The exercise is horrible because it intentionally makes one person in the room a victim of behavior specifically tailored to be like intense racial discrimination, and then, when they react exactly how they’re supposed to, are called the oppressor, the bad guy. Made into the bad guy when that first kid to actually try to engage intelligently with the teacher is the one white participant who is almost guaranteed to have already experienced being made a victim, often since they were very young.

Read your post again. “There are some people a LOT of people in this world that get picked on like that because they are brown or gay or handicapped and they don’t WANT to be bothered and you’re sitting here crying with her and I’m supposed to feel SORRY?”

What are you saying? Are you saying she’s the one who picks on the people who belong to some other minority?
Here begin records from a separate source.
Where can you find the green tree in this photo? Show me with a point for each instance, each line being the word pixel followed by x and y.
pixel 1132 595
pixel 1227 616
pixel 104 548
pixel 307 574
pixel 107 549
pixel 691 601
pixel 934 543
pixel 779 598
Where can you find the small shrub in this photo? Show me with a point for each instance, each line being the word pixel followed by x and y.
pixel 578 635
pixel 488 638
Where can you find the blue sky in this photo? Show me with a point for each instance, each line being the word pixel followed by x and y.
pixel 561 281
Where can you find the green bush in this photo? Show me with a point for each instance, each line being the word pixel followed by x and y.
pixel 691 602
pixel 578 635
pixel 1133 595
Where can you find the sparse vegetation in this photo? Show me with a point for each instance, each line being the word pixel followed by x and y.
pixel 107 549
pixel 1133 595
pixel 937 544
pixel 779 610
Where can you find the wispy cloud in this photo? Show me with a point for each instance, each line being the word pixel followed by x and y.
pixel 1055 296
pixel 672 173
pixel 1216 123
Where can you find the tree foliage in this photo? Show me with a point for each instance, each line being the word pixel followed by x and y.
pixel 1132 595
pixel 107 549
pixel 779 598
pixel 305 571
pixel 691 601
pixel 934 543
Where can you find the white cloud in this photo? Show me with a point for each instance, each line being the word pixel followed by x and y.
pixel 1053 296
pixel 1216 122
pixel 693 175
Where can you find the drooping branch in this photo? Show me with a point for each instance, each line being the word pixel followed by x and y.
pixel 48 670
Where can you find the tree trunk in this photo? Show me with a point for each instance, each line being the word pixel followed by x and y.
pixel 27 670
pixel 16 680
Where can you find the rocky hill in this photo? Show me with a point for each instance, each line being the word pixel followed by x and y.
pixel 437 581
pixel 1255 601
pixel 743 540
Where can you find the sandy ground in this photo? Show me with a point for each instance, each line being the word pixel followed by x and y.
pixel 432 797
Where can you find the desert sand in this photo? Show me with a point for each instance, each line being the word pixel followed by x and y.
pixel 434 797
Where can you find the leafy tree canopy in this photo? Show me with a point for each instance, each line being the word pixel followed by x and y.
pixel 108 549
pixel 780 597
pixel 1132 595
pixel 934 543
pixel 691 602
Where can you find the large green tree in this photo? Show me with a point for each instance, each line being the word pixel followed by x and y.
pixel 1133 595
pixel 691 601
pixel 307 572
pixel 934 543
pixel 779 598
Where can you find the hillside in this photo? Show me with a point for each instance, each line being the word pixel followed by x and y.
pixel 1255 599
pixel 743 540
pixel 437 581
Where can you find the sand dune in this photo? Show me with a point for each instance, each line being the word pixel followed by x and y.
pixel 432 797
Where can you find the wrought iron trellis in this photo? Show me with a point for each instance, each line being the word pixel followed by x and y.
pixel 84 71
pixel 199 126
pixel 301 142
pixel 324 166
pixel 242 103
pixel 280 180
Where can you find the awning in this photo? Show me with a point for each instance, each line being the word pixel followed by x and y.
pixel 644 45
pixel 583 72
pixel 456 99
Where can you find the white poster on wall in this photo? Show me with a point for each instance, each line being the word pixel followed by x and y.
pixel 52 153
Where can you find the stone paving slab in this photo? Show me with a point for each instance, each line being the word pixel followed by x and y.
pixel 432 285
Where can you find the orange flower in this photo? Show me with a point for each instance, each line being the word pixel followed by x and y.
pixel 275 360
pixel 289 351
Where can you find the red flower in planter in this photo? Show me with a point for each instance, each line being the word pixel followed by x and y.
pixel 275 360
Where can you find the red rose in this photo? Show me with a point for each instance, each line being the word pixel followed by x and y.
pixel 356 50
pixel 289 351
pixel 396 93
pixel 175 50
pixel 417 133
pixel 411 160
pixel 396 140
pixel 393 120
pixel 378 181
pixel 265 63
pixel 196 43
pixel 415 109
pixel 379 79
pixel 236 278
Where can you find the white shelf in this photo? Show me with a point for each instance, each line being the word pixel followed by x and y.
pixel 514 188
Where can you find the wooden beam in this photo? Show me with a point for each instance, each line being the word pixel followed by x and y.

Because nothing in that video says she is, except the line ‘it’s not about race always’. And that line is true, because you said yourself it can also be about ability or sexuality. And it can also be about being just a little bit different, because you’re not good at talking to people or you actually like raising your hand in class. 

So don’t you DARE tell me off for crying with her. Because I’ve only ever had one or two black classmates at a time, and if they faced things in the world at large that I could never understand or handle, they were at least liked by our peers instead of outcast and ridiculed for something they couldn’t control.

And you’re treating me exactly the way she was treated. But you’re not doing it because you’re running an important educational workshop. You’re doing it because I DARED to admit that watching a girl I identified with reduced to tears by someone who should be a figure of trust and respect triggered something very vulnerable in me. I’ve been through things. And this video triggered them. That is ALL. 

“You can’t just say to a person you don’t see them as they are, you’re taking all the things they’ve gone through and saying, it doesn’t matter, I don’t care. I’m going to pretend you don’t go through these problems. It’s extremely rude. It’s extremely prejudiced.”

So screw hats off to you. You can make a clinically depressed teenage girl cry.

And to my followers: I don’t usually post things like this. I know it’s petty and stupid and if I don’t have anything to say that anyone will actually listen to, I should just write it out and then delete it. I know that. But these last two posts are so personal to me. I made myself so vulnerable just writing them I thought it would be cowardly not to post them, when I’m so sincere about what I’ve written. So please don’t think I’m being immature or petty or just plain horrible right now. Because I couldn’t take it if any of you thought I was a bad person for posting this. 

Because I already feel so goddamn worthless right now.

So, this right here is a prime example of using tears & emotional manipulation to derail a conversation about race & racism & how it impacts POC. And I know some one is going to call me mean or harsh, but I want to point out that at no point did this person consider the feelings of the people she’s talking to, or pick up on the point that for POC teachers, policemen, and authority figures in general treating us this way is normal. We don’t get the option of sympathy from outside viewers either, instead the asssumption is that we deserve to be talked to this way, that we need to learn our lesson, or (and I love this one) that our pain isn’t real and is something to be ignored. You want sympathy for your emotions? Great. Try remembering that we have them at all, and that your tantrums about being shown the reality of our experiences is hurtful as fuck. I’m not going to dry your eyes, or hold your hand, or any of that shit. Mammy doesn’t live here and the quicker y’all learn that shit, the quicker we can move past this delusion that your pain is paramount in discussions of my life.